The Massachusetts Institute of Technology's Technology Review has released its annual report on 10 Emerging Technologies of 2009. I always look forward to this article for it consistently reports on the interesting work going on in labs and academic institutions. The articles also provide a human element, telling us the person behind the work…how they have worked hard to innovate in the field they are researching.
The 10 emerging technologies MIT presents in this article have the potential to create fundamental shifts in areas from energy to healthcare, computing to communications. Some of the listed technologies could reach the market within the year, others may take years, but all are expected to have a huge impact in the years ahead. All of them are interesting to read and think about. Here the list along with lots of links for more information.
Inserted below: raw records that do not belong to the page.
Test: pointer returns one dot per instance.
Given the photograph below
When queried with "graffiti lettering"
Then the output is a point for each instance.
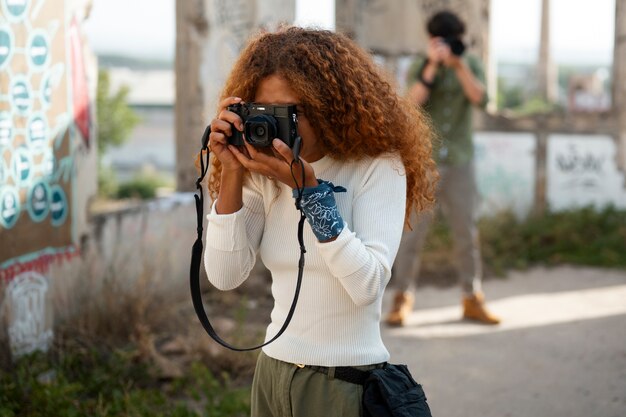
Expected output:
(41, 264)
(576, 163)
(27, 299)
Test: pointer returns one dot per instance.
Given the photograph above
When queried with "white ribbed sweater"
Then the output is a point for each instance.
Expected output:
(336, 321)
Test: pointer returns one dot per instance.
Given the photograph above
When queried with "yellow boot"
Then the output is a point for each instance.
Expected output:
(474, 309)
(402, 308)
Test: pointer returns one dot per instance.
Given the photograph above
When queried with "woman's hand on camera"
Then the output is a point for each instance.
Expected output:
(276, 166)
(221, 130)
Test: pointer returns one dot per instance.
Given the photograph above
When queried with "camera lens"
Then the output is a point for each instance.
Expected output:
(260, 130)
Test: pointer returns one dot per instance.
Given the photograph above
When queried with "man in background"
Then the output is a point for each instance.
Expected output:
(448, 83)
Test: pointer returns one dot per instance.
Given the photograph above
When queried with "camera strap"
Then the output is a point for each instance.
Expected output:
(196, 252)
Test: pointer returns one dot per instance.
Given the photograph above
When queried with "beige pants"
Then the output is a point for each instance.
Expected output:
(457, 197)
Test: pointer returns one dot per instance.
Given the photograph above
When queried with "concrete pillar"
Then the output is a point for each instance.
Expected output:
(546, 73)
(397, 28)
(191, 31)
(209, 36)
(619, 80)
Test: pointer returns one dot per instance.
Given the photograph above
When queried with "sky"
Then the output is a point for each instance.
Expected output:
(582, 30)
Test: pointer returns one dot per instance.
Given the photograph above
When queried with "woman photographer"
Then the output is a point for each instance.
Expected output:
(366, 155)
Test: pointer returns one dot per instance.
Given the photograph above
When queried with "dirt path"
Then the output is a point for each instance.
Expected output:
(560, 350)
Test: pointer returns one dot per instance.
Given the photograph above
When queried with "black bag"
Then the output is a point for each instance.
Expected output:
(391, 391)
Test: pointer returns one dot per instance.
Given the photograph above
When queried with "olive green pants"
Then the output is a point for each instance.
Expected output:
(281, 389)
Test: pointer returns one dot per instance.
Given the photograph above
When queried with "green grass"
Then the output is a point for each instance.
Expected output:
(582, 236)
(103, 384)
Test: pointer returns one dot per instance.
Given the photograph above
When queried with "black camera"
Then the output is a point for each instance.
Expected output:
(457, 47)
(262, 123)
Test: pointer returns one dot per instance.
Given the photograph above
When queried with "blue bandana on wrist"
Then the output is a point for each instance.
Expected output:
(320, 208)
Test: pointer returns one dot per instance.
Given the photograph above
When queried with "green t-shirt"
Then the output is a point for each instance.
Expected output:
(450, 111)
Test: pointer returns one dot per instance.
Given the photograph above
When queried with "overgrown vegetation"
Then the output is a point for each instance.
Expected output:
(115, 122)
(144, 185)
(584, 236)
(99, 383)
(127, 343)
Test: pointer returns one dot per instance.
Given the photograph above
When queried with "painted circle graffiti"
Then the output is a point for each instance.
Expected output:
(22, 165)
(21, 95)
(48, 164)
(3, 171)
(37, 130)
(58, 205)
(15, 10)
(39, 49)
(46, 92)
(6, 45)
(6, 129)
(39, 201)
(9, 207)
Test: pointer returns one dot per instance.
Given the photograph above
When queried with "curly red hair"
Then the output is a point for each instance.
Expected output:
(348, 100)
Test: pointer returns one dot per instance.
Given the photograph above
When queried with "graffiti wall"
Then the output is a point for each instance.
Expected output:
(582, 171)
(46, 141)
(45, 125)
(505, 172)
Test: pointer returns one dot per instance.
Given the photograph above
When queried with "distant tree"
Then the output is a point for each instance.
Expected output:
(116, 120)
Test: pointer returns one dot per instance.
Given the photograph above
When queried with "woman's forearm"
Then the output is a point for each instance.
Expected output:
(229, 198)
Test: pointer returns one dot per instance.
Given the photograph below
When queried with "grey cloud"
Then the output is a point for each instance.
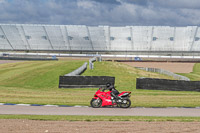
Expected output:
(101, 12)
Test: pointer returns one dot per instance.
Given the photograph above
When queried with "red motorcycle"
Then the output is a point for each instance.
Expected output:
(102, 99)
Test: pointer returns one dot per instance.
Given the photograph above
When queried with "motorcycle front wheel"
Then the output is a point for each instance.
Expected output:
(95, 103)
(126, 103)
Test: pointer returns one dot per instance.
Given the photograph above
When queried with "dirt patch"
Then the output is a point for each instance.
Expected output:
(170, 66)
(33, 126)
(8, 61)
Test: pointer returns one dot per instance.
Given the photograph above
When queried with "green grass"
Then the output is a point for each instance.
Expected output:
(195, 75)
(36, 82)
(100, 118)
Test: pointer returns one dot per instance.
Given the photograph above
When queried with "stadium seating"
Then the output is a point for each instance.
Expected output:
(98, 38)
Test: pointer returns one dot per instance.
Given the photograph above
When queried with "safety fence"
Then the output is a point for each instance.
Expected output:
(165, 84)
(85, 81)
(165, 72)
(78, 71)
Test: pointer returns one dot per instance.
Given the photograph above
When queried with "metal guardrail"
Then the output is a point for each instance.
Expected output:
(91, 65)
(165, 72)
(78, 71)
(81, 69)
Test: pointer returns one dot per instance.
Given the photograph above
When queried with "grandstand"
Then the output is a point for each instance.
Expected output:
(163, 40)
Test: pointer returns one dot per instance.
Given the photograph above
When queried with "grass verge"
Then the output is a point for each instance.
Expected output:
(36, 82)
(100, 118)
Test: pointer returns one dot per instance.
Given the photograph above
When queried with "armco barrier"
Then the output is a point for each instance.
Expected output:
(165, 72)
(85, 81)
(164, 84)
(78, 71)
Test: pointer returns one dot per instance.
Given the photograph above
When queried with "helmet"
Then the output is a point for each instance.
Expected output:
(108, 85)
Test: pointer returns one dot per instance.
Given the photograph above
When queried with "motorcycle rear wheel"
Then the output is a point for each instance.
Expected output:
(96, 103)
(126, 105)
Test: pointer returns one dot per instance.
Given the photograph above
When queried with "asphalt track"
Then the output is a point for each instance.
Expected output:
(53, 110)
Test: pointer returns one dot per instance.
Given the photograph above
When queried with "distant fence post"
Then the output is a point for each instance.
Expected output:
(165, 84)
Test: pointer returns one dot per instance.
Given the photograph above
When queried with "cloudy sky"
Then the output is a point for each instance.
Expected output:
(101, 12)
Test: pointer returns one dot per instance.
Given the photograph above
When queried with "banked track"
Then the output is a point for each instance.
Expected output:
(84, 110)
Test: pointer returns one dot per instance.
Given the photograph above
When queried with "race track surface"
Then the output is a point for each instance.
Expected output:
(52, 110)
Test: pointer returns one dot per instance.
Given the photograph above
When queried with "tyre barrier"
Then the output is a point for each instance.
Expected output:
(165, 84)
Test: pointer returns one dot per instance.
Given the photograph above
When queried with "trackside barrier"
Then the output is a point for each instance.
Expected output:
(164, 84)
(91, 65)
(78, 71)
(85, 81)
(165, 72)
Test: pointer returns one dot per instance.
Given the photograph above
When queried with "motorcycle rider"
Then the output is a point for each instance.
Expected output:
(114, 92)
- Liquid Battery: Donald Sadoway, a materials chemistry professor at MIT, has developed a liquid battery that could store enough electricity to allow cities to run on solar power at night. For more information: Liquid Battery
- Traveling-wave Reactor: John Gilleland, manager of nuclear programs at Intellectual Ventures, is leading the development of a reactor that would run on depleted uranium, making nuclear power safer and less expensive. For more information: Traveling Wave Reactor
- Paper Diagnostic Test: George Whitesides, a professor at Harvard University, is using paper to create easy-to-use medical tests that could make it possible to quickly and cheaply diagnose a range of diseases in the developing world. For more information: Paper Diagnostics
- Biological Machines: Michel Maharbiz, an assistant professor at the University of California, Berkeley, has developed interfaces between machines and living systems that could give rise to a new generation of cyborg devices. Michel's wirelessly controlled beetle could one day be used for surveillance or search-and-rescue missions. For more information: Biological Machines
- $100 Genome: Han Cao, founder of BioNanomatrix, has designed a nanofluidic chip that could dramatically lower the cost of genome analysis. Cao's chip could cut DNA sequencing costs dramatically. Combined with the right sequencing technology, Cao’s chip could allow doctors to tailor medical treatment to a patient’s unique genetic profile, map new genes linked to specific diseases, and quickly identify new viruses and outbreaks. For more information: $100 Genome
- Racetrack Memory: IBM fellow Stuart Parkin has created an entirely new type of data storage on an ultradense memory chip using magnetic nanowires. This “racetrack memory” could eventually replace all other forms of computer memory and lead to tiny, rugged, and inexpensive portable devices. For more information: Racetrack Memory
- HashCache: Vivek Pai, a computer scientist at Princeton University, has created a new method for storing Web content that could make Internet access speedier and more affordable around the world. For more information: HashCache
- Intelligent Software Assistant: Adam Cheyer, cofounder of the Silicon Valley startup Siri, is leading the design of powerful new software that acts as a personal aide. This virtual personal-assistant software helps users interact more effectively with Web services to complete tasks such as booking travel or finding entertainment. For more information: Intelligent Software Assistant
- Software-Defined Networking: Stanford computer scientist Nick McKeown believes that remotely controlling network hardware with software can bring the Internet up to speed. He has developed a standard called OpenFlow that allows researchers to tap into Internet switches and routers to easily test new networking technologies with the click of a mouse—all without interrupting normal service. For more information: Software-Defined Networking
- Nanopiezotronics: Zhong Lin Wang, a materials scientist at Georgia Tech, is pioneering the field of nanopiezotronics. Wang is creating piezoelectric nanowires that generate electricity using tiny environmental vibrations; he believes they could power implantable medical devices and serve as tiny sensors. For more information: Nanopiezoelectronics
Some of this year's choices, such as #3 – paper-based medical tests and #8 – Intelligent software that acts as a personal assistant, could reach the market within a year. Others, like #4 – biological machines and #10 nanopiezotronics, could take longer but promise fundamental shifts in fields from computing to medicine, communications to manufacturing. Its worth noting that three of the technologies are nanotechnology-based: #5, #6, and #10.